Parlando del programma di Harris, sono punti di forza reali la decisione di introdurre un tetto ai prezzi e di battersi per il diritto all’aborto?
«Tenere fermi i prezzi è un’ovvietà. Chi direbbe: voglio aumentare i prezzi? Invece, la questione dell’aborto è molto divisiva. Trump ha indicato che siano i vari Stati a decidere. C’è una scelta più democratica di questa? Le camere dei singoli Stati sono state elette dal popolo. È questo il senso anche della sentenza della Corte suprema del giugno del 2022 che confermò l’indicazione di Trump».
Che nella Corte suprema aveva nominato giudici conservatori.
«Durante la sua presidenza, il democratico Frank Delano Roosevelt ne nominò ben nove».
L’idea di detassare le pensioni di Trump è praticabile?
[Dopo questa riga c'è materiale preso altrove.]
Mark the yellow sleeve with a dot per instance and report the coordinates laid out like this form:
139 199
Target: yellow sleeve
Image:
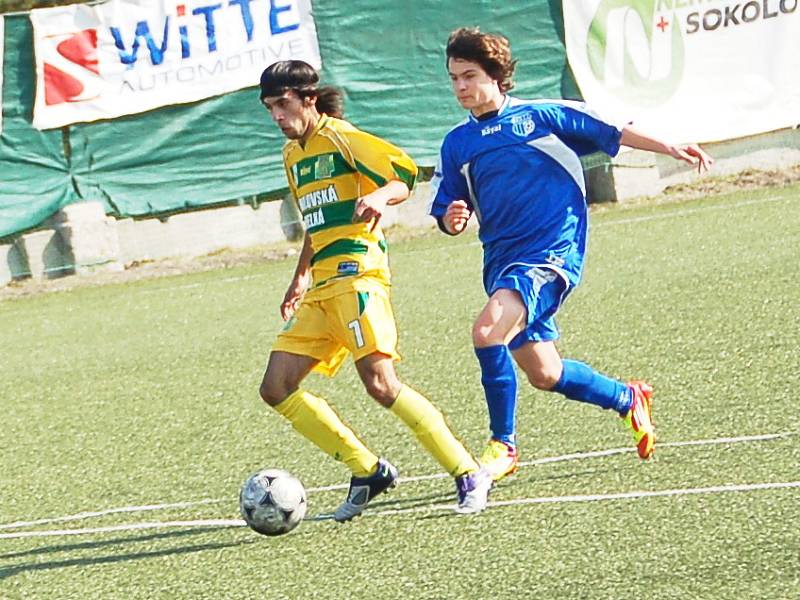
289 175
380 160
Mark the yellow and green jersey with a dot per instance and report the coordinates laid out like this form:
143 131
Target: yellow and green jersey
337 165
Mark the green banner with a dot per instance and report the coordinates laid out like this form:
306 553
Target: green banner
389 62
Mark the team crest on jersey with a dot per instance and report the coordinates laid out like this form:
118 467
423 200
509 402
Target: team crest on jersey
522 125
349 267
323 167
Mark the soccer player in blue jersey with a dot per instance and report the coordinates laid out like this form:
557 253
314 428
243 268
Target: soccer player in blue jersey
515 165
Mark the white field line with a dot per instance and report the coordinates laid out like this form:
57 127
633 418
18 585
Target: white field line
343 486
717 489
449 247
128 527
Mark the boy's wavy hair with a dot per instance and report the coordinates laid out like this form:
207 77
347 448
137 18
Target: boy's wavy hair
302 79
491 51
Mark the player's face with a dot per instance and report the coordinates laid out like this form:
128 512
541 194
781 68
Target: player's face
472 86
294 115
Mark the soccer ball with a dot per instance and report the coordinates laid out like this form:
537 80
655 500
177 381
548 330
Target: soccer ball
272 502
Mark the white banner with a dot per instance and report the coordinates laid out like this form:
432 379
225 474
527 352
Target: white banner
129 56
688 71
2 46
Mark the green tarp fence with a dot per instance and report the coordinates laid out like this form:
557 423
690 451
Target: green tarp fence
388 58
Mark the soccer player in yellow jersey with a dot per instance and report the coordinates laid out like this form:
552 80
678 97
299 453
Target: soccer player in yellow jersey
338 300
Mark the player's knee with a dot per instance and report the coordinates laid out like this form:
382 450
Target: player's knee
544 378
273 391
383 389
484 335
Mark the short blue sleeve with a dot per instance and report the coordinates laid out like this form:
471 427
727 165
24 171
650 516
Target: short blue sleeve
582 130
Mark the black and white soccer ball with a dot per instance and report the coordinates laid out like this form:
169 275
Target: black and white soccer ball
272 502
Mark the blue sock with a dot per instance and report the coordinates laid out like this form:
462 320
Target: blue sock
499 381
580 382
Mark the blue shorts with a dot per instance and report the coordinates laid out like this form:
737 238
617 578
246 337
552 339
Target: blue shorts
543 289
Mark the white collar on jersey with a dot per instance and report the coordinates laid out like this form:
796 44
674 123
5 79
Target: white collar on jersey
500 111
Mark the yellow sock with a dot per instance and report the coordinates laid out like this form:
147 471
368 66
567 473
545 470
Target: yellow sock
429 426
317 422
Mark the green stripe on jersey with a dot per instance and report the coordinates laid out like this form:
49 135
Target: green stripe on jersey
405 175
329 215
321 166
340 247
363 298
377 179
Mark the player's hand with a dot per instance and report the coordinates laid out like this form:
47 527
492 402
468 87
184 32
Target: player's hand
369 208
456 217
694 155
293 296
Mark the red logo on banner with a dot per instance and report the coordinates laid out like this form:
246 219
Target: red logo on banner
80 49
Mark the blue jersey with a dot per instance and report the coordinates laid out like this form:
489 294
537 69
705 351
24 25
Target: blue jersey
520 173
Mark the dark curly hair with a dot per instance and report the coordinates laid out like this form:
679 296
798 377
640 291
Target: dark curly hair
302 79
491 51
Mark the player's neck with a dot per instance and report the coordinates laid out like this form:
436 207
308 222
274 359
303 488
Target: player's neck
311 128
490 105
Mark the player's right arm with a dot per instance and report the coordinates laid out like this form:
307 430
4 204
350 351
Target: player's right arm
300 281
449 193
456 216
689 153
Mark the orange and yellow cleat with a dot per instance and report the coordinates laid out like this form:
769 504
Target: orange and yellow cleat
640 418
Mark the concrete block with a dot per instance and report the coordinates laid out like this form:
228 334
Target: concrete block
148 239
90 238
205 231
11 265
44 254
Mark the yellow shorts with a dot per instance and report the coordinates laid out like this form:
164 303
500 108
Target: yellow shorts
357 322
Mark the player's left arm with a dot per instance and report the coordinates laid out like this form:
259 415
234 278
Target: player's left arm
688 153
371 207
389 168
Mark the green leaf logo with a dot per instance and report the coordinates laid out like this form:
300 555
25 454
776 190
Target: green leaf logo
636 50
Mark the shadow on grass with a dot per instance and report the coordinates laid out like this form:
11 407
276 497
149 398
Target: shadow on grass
10 571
«Ci sono idee che hanno valenza elettorale e idee di efficacia governativa. Un grande politico sa gestire al meglio questa differenza, ma qui, in entrambi gli schieramenti non vedo grandi politici. La detassazione delle pensioni è un’ottima idea che gli economisti ritengono impraticabile. Se qualcuno trova una previsione degli economisti che si avvera me la segnali. Perciò, quando li sento dire che un’idea è impraticabile, per me diventa auspicabile».
Come può influire nel voto la questione dell’immigrazione alla luce dell’amministrazione Biden?
«Una dimostrazione della cattiveria di Biden è proprio la delega del dossier immigrazione a Kamala Harris. Il problema dell’immigrazione dal Messico esiste dagli anni Cinquanta, ai tempi di Eisenhower e in 70 anni non si è cavato un ragno dal buco. Ricordiamoci che l’America è nata dall’immigrazione. I repubblicani sono più severi riguardo all’immigrazione clandestina, direi giustamente. I democratici più liberali. Come influiranno questi orientamenti lo scopriremo il 5 novembre».
Altra variabile: lo schieramento sulle guerre in Ucraina e in Israele.
«Trump può dire che con lui alla Casa Bianca non c’è mai stata una guerra senza temere smentite. Ha cercato di dialogare persino con il bravo ragazzo che governa la Corea del Nord. I presidenti democratici non possono dire altrettanto, basta guardare la storia del Novecento e oltre. Eppure vengono presentati come pacifisti. Credo che questo argomento peserà perché molti elettori vedono che ingenti fondi sono impegnati su queste due guerre proprio mentre situazioni interne drammatiche non vengono affrontate per carenza di denaro».
Quanto potrebbe favorire Trump il ritiro di Robert Kennedy jr.?
«Robert Kennedy jr. si ritira ora che ha esaurito le scorte di denaro e il suo consenso è sceso ai minimi. Credo possa incidere pochissimo, quasi niente».
Quanto possono influire Taylor Swift ed Elon Musk?
«Anche loro molto poco. Nel 1964, John Wayne era all’apice del successo e si schierò apertamente con Barry Goldwater, il candidato repubblicano che sfidava Lindon Johnson. John Wayne era il re di Hollywood, ma Goldwater subì una delle sconfitte più sonore della storia delle presidenziali americane».